Nania mengambil roti lalu dia oles dengan selai cokelat kesukaannya. Setelah itu tidak ada lagi pembicaraan sampai selesai sarapan bersama. Zerga bangkit dari duduknya berniat pergi, sebelum itu Zerga sempat mengecup singkat pelipis Nania membuat Renia yang melihat itu tersenyum, setelah rasa Zerga selesai dia berniat pergi tapi belum sempat kakinya melangkah, Nania lebih dulu memegang tangan Zerga.

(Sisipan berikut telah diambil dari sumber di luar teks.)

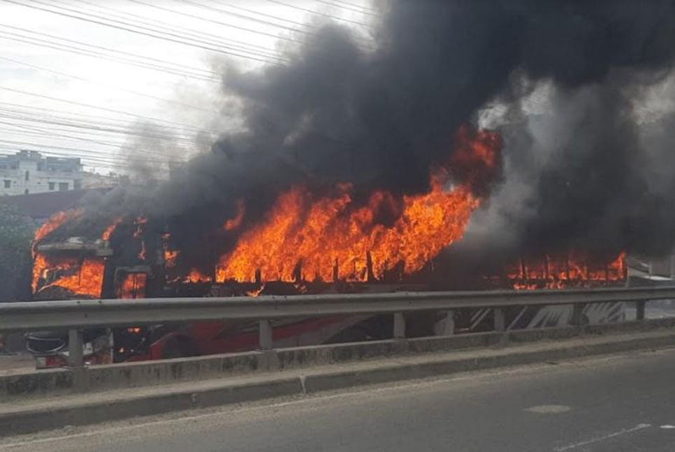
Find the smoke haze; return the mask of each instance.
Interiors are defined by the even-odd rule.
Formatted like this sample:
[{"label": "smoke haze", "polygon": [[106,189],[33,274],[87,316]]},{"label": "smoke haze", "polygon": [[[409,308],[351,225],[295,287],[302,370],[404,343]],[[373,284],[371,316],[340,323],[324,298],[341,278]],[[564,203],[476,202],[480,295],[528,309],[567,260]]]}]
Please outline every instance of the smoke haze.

"Pamitan dulu yang benar, sama Mama." ucap Nania, Zerga memutar bola matanya malas. Sudah cukup dia menuruti permintaan Nania untuk sarapan bersama ibunya, tanpa ingin mendengarkan ucapan Nania, Zerga pergi begitu saja membuat Nania menghela napasnya panjang. Menaklukkan Zerga tidak semudah itu, Zerga keras kepala dan tidak suka dibantah.
"Maaf Ma,"
"Gak papa Nania, pagi Mama udah seneng banget bisa sarapan bareng Zerga." ucap Renia berkaca-kaca.
•••
"Selamat pagi Tuan muda," sapa Gerhana. Tidak ada sapaan, sepertinya mood Tuan mudanya tidak baik pagi ini, hm bukannya setiap pagi juga seperti ini? Tapi jika dilihat-lihat wajahnya agak sedikit tenang lagi ini, hal apa yang membuat wajah Zerga sedikit enak dipandang pagi ini?
"Anda harus bertemu dengan klien malam ini sesuai jadwal yang saya berikan kemarin."
Zerga menutup matanya, dia lupa. Bahwa dia ada janji bersama klien malam ini, padahal Zerga pun sudah berjanji akan mengantarkan Nania untuk bertemu kedua orang tuanya.